Simulation of two-boson bound states using arrays of driven-dissipative coupled linear optical resonators
Maxim A. Gorlach, Marco Di Liberto, Alessio Recati, Iacopo Carusotto,, Alexander N. Poddubny, and Chiara Menotti

TL;DR
This paper proposes a method using arrays of driven-dissipative optical resonators to simulate and analyze two-boson bound states and topological effects in one-dimensional lattices, enabling experimental detection of doublon states.
Contribution
It introduces a spectroscopic protocol leveraging driven-dissipative resonators to study two-boson physics and topological bound states in optical arrays, with practical feasibility considerations.
Findings
Detection of bulk doublon bands and edge states via transmission spectra
Observation of Feshbach resonance effects in two-body collisions
Feasibility analysis for implementation with semiconductor micropillar arrays
Abstract
We present a strategy based on two-dimensional arrays of coupled linear optical resonators to investigate the two-body physics of interacting bosons in one-dimensional lattices. In particular, we want to address the bound pairs in topologically non-trivial Su-Schrieffer-Heeger arrays.

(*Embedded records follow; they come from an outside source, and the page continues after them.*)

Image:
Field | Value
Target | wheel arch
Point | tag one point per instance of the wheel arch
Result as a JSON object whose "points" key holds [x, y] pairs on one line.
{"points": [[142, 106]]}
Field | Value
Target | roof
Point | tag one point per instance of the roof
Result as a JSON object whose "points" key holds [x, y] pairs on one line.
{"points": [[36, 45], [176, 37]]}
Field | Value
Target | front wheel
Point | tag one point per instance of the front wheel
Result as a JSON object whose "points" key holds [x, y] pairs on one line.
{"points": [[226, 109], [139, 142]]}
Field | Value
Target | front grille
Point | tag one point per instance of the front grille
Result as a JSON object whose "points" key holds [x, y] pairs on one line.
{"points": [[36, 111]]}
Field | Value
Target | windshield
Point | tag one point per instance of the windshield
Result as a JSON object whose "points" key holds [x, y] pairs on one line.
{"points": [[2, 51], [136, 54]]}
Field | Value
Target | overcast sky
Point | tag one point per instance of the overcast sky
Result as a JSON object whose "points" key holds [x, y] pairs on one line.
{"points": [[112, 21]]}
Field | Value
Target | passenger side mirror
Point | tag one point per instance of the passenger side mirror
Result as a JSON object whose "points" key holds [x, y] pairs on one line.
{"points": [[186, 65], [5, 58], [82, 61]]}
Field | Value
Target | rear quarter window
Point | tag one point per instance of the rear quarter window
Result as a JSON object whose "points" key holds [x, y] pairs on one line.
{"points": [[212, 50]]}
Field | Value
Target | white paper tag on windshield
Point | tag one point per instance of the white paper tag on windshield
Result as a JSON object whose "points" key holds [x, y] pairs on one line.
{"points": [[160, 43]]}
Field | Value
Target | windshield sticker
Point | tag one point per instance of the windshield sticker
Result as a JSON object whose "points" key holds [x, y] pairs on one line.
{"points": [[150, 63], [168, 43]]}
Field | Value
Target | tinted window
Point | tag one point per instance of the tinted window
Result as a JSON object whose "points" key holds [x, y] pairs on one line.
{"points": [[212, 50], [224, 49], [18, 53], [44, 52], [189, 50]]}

Taking advantage of the driven-dissipative nature of the resonators, we propose spectroscopic protocols to detect and tomographically characterize bulk doublon bands and doublon edge states from the spatially-resolved transmission spectra, and to highlight Feshbach resonance effects in two-body collision processes. We discuss the experimental feasibility using state-of-the-art devices, with a specific eye on arrays of semiconductor micropillar cavities.